Projekt Agorá: Tokenisierte Zahlungen in Sekunden abgewickelt

Die Bank für Internationalen Zahlungsausgleich (BIZ) hat ihren Bericht zum Projekt Agorá veröffentlicht. Dieser experimentelle Prototyp zielt darauf ab, grenzüberschreitende Großzahlungen zu erleichtern, und vereint sieben Zentralbanken sowie über 40 regulierte Finanzinstitute. Forschungsergebnisse zeigen, dass Zahlungen nach der Liquiditätssperre innerhalb von Sekunden abgeschlossen werden können.

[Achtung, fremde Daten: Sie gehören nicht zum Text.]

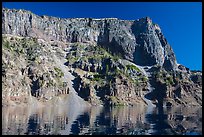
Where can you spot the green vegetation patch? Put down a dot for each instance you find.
(133, 67)
(59, 72)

Dies berichtet Cointelegraph.com .
Das Projekt implementiert ein System für „atomare Abwicklungen“ (atomic settlement) unter Verwendung tokenisierter Zentralbankreserven und Geschäftsbankeinlagen. Diese Methode reduziert Kredit- und Abwicklungsrisiken, da alle Bilanzaktualisierungen gleichzeitig oder gar nicht erfolgen. Diese Initiative ist eine der größten Kooperationen zur Modernisierung der globalen Zahlungsinfrastruktur.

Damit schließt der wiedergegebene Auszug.